Consulting Data Engineer

LexisNexis


Date: 12 hours ago
City: Cape Town, Western Cape
Contract type: Full time
About The Team

The Content Engineering teams at LexisNexis Intellectual Property (IP) are driving innovation in how patent data is processed, enriched, and leveraged. These teams comprise Data Engineers, Data Scientists, and Data Analysts, supported by subject matter experts in patent data. Our teams work closely with Databricks to migrate legacy ETL systems to a modern Strategic Data Platform built on Python, PySpark, and Databricks. This platform uses a medallion architecture to ingest, transform, and enrich global patent data. It will serve not only our flagship product PatentSight+ but also many other strategic products within our IP portfolio.

This is an opportunity to join a high-impact initiative still in its formative stages, where you can influence and evolve architecture, tooling, and best practices from the ground up.

About The Role

As the Principal Data Engineer for one of the Data Platform teams you will act as a technical lead in bringing new content and enrichments to the strategic Data Platform at LexisNexis IP. You will be instrumental in executing our data strategy for the Data Platform. Your role will be pivotal in developing and implementing advanced solutions for data integration, quality control, and continuous delivery, driving our data operations to new heights.

This is a senior technical individual contributor and does not have line management responsibilities. You will technically lead a high-performing agile team, guiding them through complex delivery projects, identifying technical needs, and devising innovative solutions. Your expertise will be crucial in embedding best practices and state-of-the-art data engineering tools, ensuring that our workflows are both efficient and scalable.

You will work closely with a range of technical leaders, data scientists, and data analysts across the Data Platform and the wider technology department. With colleagues based in the UK and EU, you will also engage with a diverse range of stakeholders across the UK, Germany, Netherlands, and the USA.
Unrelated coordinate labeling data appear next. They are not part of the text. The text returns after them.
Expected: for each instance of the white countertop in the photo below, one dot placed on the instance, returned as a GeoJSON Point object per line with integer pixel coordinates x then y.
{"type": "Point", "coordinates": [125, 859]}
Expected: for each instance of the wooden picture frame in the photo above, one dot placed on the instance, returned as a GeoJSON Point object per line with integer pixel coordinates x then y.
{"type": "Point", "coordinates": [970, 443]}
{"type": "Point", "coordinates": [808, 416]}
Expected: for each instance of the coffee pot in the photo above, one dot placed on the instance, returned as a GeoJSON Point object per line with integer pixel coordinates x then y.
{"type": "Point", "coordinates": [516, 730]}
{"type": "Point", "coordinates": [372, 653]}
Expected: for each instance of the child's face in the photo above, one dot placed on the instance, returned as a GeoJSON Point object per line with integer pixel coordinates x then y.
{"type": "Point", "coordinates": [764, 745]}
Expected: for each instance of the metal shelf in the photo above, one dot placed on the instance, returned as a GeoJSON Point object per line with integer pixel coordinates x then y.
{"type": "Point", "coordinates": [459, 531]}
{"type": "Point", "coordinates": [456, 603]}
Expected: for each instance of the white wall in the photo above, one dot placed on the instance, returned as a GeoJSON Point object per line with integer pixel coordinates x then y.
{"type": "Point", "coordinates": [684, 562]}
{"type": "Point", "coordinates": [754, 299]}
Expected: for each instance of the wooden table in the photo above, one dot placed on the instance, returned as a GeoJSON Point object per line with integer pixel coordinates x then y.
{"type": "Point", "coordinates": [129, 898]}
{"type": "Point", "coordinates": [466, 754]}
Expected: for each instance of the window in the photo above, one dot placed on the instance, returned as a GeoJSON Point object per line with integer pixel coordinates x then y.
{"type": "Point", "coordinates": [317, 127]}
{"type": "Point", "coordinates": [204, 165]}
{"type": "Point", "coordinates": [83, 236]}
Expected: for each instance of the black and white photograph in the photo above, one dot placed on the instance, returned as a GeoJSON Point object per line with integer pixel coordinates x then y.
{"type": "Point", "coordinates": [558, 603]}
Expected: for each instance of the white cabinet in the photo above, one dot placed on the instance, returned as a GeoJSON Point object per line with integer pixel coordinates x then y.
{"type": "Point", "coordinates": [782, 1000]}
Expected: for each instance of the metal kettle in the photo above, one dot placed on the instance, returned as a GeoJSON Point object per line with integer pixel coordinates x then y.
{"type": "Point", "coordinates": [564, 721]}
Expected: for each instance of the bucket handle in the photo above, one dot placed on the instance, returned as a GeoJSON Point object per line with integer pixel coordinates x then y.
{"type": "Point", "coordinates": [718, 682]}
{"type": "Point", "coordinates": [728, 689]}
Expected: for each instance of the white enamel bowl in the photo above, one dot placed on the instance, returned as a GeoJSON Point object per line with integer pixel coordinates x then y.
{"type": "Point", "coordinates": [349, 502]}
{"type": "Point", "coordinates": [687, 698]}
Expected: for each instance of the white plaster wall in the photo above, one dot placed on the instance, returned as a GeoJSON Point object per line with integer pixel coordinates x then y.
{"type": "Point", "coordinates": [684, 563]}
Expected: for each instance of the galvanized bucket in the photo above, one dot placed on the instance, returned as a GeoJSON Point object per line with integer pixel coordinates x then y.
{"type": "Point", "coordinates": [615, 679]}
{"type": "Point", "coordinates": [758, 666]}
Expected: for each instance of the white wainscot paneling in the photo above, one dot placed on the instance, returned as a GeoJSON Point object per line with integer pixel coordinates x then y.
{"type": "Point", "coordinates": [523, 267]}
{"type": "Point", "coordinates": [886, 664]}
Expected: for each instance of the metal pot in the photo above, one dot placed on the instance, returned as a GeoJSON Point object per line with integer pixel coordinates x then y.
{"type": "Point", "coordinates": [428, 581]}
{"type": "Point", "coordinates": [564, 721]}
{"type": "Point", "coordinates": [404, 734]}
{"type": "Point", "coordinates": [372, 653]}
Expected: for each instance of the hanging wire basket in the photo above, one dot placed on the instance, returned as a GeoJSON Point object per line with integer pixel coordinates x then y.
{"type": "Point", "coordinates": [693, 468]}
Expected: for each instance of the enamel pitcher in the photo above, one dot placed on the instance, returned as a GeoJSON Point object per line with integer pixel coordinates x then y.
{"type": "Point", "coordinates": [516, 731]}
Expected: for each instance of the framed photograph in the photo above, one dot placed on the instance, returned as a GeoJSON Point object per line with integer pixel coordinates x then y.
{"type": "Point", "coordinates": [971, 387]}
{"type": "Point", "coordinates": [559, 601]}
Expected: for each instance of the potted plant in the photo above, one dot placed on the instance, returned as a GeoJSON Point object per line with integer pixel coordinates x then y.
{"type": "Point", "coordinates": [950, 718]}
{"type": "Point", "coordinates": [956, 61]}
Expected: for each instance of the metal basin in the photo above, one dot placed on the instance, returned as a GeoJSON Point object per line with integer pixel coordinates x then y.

What does success look like? In the first 3 months you will lead and deliver content expansion ETL’s in our key pipeline’s, setting architectural best practices and standards as you go. You will build networks with other teams in Content, especially on the Data Platform.

Responsibilities

  • Architect and lead the development of our patent data ingestion pipeline using Databricks, Python, and PySpark.
  • Mentor and guide a team of data engineers, fostering a collaborative environment that encourages growth and innovation. You will enable and lead technical discussions within the team and with stakeholders.
  • Ensure the pipeline is efficient, scalable, and robust, capable of handling terabytes of data with low latency. Eliminate inefficiencies and teach the techniques to the team.
  • Work closely with the wider cross-functional engineering department, including data scientists, analysts, and product managers, to ensure the pipeline meets business needs.
  • Contribute to the overall data engineering strategy and drive the adoption of best practices in coding, architecture, and deployment.
  • Identify and resolve technical challenges, ensuring the smooth operation of the data ingestion pipeline.
  • Translate strategic business objectives into technical architecture and delivery plans.
  • Contribute to platform-wide standards, tooling, and architecture decisions.

Requirements

  • Expertise in Python and PySpark is essential for you to lead and develop the skills of the team.
  • Expertise in Databricks would be highly desirable and advantageous.
  • Demonstrated ability to design and implement scalable data architectures for both batch and streaming data processing.
  • Proficiency in using cloud platforms such as AWS, Azure, or Google Cloud for data infrastructure management would be beneficial.
  • Prior experience with Patent data, or other complex data sources, is extremely beneficial.
  • Knowledge of data governance practices, including data quality management, metadata management, and data lineage is also beneficial.
  • Exposure to CI/CD for data pipelines using tools like GitHub Actions, Azure DevOps, or Airflow.
  • Proven experience in technically leading and mentoring data engineering teams.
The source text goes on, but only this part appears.